Q10. How do you prevent coupon abuse / replay?
Coupon has maxUsesPerUser, globalMaxUses, validFrom/To. Apply decrement atomically (Redis INCR against limit). Bind to user & booking on success. Abuse detection: count applications per device/IP over window.
Q11. Notifications — email failed, do we retry forever?
No. Dead-letter queue after N attempts with exponential backoff. Observers are non-blocking; booking confirmation never depends on notification success. Surface "resend ticket" UI for recoverable cases.
Q12. How do you test this without live payments/GDS?
Abstract every external boundary behind an interface (PaymentGateway, InventoryProvider). Use in-memory fakes for unit tests, contract tests against sandbox, end-to-end on staging with provider sandboxes. Property tests for state machine transitions.
Q13. Timezones — flight departs 23:55 Delhi, arrives 04:30 London next day.

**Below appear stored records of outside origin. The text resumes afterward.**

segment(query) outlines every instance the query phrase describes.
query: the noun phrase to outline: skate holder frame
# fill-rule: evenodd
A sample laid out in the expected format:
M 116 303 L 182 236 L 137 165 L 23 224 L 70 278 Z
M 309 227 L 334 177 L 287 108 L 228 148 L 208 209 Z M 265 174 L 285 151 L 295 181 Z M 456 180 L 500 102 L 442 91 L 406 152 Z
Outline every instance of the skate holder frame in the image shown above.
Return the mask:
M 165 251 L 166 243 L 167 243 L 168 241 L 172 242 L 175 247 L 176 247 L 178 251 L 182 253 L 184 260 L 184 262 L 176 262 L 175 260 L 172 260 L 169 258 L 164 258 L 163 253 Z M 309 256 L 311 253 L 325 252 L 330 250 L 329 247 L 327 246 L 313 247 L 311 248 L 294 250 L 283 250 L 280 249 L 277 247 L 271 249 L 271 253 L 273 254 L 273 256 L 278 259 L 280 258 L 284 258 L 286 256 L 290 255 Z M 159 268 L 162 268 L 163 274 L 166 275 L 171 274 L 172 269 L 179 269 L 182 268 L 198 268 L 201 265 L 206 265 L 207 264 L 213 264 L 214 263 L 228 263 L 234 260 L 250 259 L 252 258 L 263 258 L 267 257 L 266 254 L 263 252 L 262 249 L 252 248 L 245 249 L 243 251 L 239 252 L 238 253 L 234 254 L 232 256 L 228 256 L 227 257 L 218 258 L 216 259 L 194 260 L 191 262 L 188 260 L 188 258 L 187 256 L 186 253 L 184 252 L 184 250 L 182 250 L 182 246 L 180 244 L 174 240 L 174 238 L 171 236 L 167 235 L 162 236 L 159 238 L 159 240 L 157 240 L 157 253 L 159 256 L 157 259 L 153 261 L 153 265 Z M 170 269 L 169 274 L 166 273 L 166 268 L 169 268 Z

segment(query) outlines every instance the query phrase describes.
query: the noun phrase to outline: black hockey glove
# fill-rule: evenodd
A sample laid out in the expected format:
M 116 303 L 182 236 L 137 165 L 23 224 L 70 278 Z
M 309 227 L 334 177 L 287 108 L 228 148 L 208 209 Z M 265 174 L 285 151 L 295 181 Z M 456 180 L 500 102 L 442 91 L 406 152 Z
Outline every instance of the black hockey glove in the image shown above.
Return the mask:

Where do you store times?
Store everything in UTC + origin IANA zone (Asia/Kolkata) + destination zone. Display in local zone. Fare rules (e.g. ">24h before departure") are computed against departure local time, not UTC.
Q14. A user has both flight + hotel in one booking. Flight confirmed, hotel supplier fails.
This is a multi-leg saga. Options: (a) ask user — keep flight, cancel+refund hotel, or cancel both; (b) policy-driven auto-choice based on cancellation cost. Either way, the booking goes to PARTIAL_CONFIRMED and action is explicit, not silent.
Q15. Scaling search to millions of QPS — is this still LLD?
No — redirect to HLD (Elastic/OpenSearch cluster, fare cache, read-through). But mention the LLD hook: SearchStrategy has a CachedSearchStrategy decorator; the domain classes don't change.
Before you wrap up

Interview checklist

Run through this mentally in the last 5 minutes — catching a miss here adds one full point to the final rating.

Things to explicitly call out

  • Named the hidden abstraction (TravelProduct) early
  • Separated lifecycle (Template) from behaviour (Strategy)
  • Drew the state machine with terminal states on both success and failure
  • Mentioned idempotency keys on every mutating API
  • Addressed concurrency (optimistic vs pessimistic vs Redis atomic — and which where)
  • Acknowledged saga / compensating transactions for cross-system consistency
  • Called out audit trail via event log
  • Showed extensibility: "to add cruise, implement X, everything else stays"
  • Handled timezones, split payments, partial refunds, group bookings
  • Connected back to the user (cancellation UX, failure messaging)

Final line to say: "I've kept the domain model small and pushed variability into strategies. That way, adding a new travel product or payment method is additive — no change to the core booking lifecycle. Happy to deep-dive into any piece."